Marketplaces gigantes como Mercado Livre, Amazon e Magalu estão liderando essa corrida, investindo pesadamente na construção ou adaptação de estruturas multicamadas em áreas urbanas densas. Ao contrário dos tradicionais centros de distribuição horizontais, que exigem grandes extensões de terra em regiões periféricas, os CDVs são projetados para otimizar o espaço verticalmente, ocupando edifícios de múltiplos andares em locais estratégicos dentro das cidades. Isso permite que os produtos estejam muito mais próximos do consumidor final.

O principal benefício dos CDVs é a drástica redução do tempo e do custo de transporte na última milha. Com os estoques localizados a poucos quilômetros dos clientes, as entregas 'same-day' (no mesmo dia) e 'next-day' (no dia seguinte) tornam-se não apenas viáveis, mas a norma. Isso é crucial para atender à crescente demanda do consumidor brasileiro por entregas cada vez mais rápidas e eficientes. Além disso, a proximidade com o cliente final permite a utilização de modais de entrega mais sustentáveis, como bicicletas elétricas e veículos de menor porte, diminuindo o impacto ambiental e o congestionamento.

Os desafios de infraestrutura e trânsito das grandes cidades, como São Paulo, Rio de Janeiro e Belo Horizonte, são parcialmente mitigados com a estratégia dos CDVs. Ao descentralizar o estoque e aproximá-lo dos centros de consumo, os marketplaces conseguem contornar gargalos logísticos, otimizar rotas e reduzir a dependência de grandes frotas de caminhões para a distribuição urbana. A automação interna desses centros, com robôs e sistemas de esteiras inteligentes, também é um componente chave para a eficiência, maximizando o uso do espaço vertical e agilizando o processamento dos pedidos.

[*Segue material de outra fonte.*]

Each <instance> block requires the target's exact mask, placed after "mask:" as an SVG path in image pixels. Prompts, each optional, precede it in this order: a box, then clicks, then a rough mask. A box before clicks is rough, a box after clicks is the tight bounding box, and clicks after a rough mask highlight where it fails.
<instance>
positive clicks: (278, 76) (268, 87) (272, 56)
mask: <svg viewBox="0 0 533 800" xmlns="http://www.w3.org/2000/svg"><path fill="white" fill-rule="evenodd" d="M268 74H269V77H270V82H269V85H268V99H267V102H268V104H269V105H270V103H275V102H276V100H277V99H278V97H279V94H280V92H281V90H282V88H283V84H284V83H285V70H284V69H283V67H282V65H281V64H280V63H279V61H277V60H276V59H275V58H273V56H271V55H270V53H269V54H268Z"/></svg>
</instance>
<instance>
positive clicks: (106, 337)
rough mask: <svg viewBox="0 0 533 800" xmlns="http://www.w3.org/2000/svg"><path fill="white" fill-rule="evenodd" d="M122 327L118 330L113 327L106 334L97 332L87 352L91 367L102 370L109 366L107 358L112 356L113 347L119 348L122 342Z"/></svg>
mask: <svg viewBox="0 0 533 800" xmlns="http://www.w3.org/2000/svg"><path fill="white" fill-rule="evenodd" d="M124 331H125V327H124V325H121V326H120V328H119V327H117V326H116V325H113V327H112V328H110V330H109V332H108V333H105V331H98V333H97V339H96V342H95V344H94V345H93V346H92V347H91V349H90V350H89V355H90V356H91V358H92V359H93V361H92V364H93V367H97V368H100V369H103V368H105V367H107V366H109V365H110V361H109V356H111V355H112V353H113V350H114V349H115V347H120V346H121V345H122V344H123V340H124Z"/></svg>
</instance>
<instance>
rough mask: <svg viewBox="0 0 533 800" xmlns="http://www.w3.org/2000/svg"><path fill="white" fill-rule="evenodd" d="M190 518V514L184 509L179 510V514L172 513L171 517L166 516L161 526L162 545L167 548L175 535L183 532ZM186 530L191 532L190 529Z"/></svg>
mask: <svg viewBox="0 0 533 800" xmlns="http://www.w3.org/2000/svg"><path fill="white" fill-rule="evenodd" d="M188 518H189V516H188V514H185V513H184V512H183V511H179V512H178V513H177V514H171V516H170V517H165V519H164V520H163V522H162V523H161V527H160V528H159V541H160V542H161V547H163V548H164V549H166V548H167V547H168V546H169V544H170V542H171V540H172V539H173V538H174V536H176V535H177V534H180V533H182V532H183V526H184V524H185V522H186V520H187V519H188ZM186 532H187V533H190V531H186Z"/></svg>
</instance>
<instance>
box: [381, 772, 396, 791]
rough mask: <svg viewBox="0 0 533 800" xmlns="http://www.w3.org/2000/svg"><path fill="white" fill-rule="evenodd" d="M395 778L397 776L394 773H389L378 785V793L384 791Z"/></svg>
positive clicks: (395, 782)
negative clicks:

Para os consumidores, a proliferação dos CDVs significa não apenas entregas mais rápidas, mas também maior flexibilidade. A possibilidade de 'click & collect' (comprar online e retirar na loja ou em pontos de coleta próximos) é facilitada, já que esses centros podem funcionar como hubs para diversas modalidades de retirada. A experiência de compra online se torna mais fluida e conveniente, elevando o padrão de expectativa para todo o setor.

Embora o investimento inicial em imóveis urbanos e tecnologia seja alto, os marketplaces veem nos CDVs uma vantagem competitiva sustentável. A capacidade de prometer e cumprir prazos de entrega ultrarrápidos é um diferencial que fideliza clientes e atrai novos compradores. A logística vertical não é apenas uma solução para o problema da última milha; é uma peça fundamental na evolução do e-commerce brasileiro, moldando o futuro das entregas urbanas e redefinindo a conveniência para o consumidor.

O que você achou?

Sua opinião nos ajuda a melhorar o conteúdo!

Gostou do artigo?

Compartilhe com seus amigos e colegas!